JOGO CONTRA SANTA CRUZ, QUARTA, PELA COPA DO BRASIL

“É uma maneria de mostrarmos que temos condições de ganhar a Copa do Brasil, de jogar com qualquer clube. É um time que joga e deixa jogar mais. Creio que vai ser um jogo mais aberto, vamos ter mais aberto. Acredito que vai ser um bom teste para mostrarmos nossa força, que a gente quer ir até a final”.

A IMPORTÂNCIA DE JORGINHO NO VASCO

“Muito grande, ele acertou o time, deu identidade ao clube, está buscando sempre o melhor, nunca está satisfeito, a gente, de uma maneira geral, relaxa muito fácil, às vezes inconscientemente. Achando que uma hora ou outra vai resolver e não é assim. Tem que ter muita dedicação, trabalho. Ele resgatou a confiança dos jogadores. O time tinha uma qualidade muito boa, mas não tinha confiança. Ele deu essa continuidade no trabalho, identidade para o clube, brigou para a gente ter todas as estruturas possíveis. O Eurico (Miranda) e a diretoria fizeram um esforço muito grande para a gente ter essa regularidade”

IMPORTÂNCIA DA FAMÍLIA

“É tudo, a base, a gente ter estrutura familiar é uma das coisas mais importantes para base para não oscilar. Nos momentos bons e ruins, está lá pra te apoiar. A gente trabalha para deixar a família bem, deixar meus pais orgulhosos. Hoje, ouvir que meus pais, meus filhos, minha esposa e meus amigos se orgulham de mim é muito emocionante. O reconhecimento do trabalho é muito importante, e a família ajuda nisso”.

ARTILHEIRO DE FÉ

“Eu me converti no começo da carreira, tinha de 18 para 19 anos, estava para ser mandado embora do clube. O Fábio Gomes, que jogou comigo (no Paulista, de Jundiaí), me convidou para a igreja e senti algo diferente. E Deus me mostrou em pouco tempo o que Ele poderia fazer. O treinador Luis Carlos Ferreira me levou para concentração, mesmo não sendo titular. Lembro-me até hoje que era uma quarta-feira e, à noite, contra o Madureira, fiz dois gols, pela Série C, e não saí mais do time. Deus estava querendo me mostrar que, se eu andasse no caminho certo, ele poderia me abençoar muito. Nunca mais quis fazer asneira, mas claro que a gente não é perfeito e tentei seguir um caminho certo para mim. Na minha carreira se não tomar cuidado com meu corpo, não iria longe”.

LONGEVIDADE NO FUTEBOL

“Minha ideia é jogar, no mínimo, até os 38 e parar com 40. Se chegar com 40 bem, vou estar feliz. Sempre falo do Zé Roberto (do Santos), que está com 42 e bem, é um exemplo pra mim”.

JOSÉ ALDO

“Somos amigos. Fui na pré-estreia do filme dele, que é muito bom. Ele é flamenguista roxo, mas diz que gosta do meu futebol desde a época que eu jogava no Santos. Ele tem uma história de vida incrível, é um cara humilde, sou fã. Falei para ele trazer pra mim o cinturão”.

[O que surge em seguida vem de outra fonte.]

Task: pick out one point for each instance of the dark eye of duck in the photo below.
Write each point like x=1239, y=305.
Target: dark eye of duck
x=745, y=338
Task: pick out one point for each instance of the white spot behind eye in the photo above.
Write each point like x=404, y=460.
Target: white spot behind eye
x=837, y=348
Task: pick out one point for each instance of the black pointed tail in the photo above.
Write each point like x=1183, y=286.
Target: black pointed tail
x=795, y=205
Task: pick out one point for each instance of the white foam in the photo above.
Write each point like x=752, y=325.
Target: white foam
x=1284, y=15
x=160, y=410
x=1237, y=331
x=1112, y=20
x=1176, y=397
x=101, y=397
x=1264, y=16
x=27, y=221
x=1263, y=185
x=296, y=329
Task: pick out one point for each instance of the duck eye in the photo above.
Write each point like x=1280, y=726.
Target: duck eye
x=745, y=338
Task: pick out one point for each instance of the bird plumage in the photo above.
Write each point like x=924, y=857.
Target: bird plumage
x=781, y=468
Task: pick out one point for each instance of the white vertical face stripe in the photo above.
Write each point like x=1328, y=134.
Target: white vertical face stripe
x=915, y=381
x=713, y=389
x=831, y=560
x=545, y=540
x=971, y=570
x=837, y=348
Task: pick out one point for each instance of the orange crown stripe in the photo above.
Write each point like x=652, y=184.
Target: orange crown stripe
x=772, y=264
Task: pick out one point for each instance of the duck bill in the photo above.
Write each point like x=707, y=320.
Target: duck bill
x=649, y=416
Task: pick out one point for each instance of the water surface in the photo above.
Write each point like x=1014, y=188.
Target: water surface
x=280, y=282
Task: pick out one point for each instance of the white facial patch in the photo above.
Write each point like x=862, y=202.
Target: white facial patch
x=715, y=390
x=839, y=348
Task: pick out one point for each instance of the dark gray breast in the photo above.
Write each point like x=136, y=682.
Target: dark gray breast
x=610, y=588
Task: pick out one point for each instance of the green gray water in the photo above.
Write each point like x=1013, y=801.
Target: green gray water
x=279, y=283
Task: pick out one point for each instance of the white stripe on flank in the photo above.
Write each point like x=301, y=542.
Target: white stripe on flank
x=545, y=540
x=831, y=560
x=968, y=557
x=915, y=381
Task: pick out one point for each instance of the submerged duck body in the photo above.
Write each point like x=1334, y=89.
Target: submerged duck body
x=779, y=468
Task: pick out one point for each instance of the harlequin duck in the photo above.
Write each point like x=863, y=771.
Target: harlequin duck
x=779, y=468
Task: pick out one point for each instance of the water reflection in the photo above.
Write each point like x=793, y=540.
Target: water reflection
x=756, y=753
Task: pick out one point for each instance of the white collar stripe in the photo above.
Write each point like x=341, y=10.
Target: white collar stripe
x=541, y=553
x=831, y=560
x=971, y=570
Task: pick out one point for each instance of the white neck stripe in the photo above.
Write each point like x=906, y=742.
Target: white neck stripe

O QUE PRETENDE VER NAS OLIMPÍADAS

“Conheço o Nadal (Rafael), joguei com o tio dele (Miguel), na Espanha. Quero ver tênis, atletismo, natação, o Bolt (Usain, jamaicano), que é um cara em quem a gente se espelha muito. Também gosto de basquete. Em Londres (há quatro anos, nas Olimpíadas), eu e minha esposa vimos um jogo. Ginástica artística também é bem legal, mas os horários nem sempre se encaixam com os nossos. Também queria ver os caras da NBA, o Lebron James não vem mais, mas tem o Kevin Durant, Golden State”.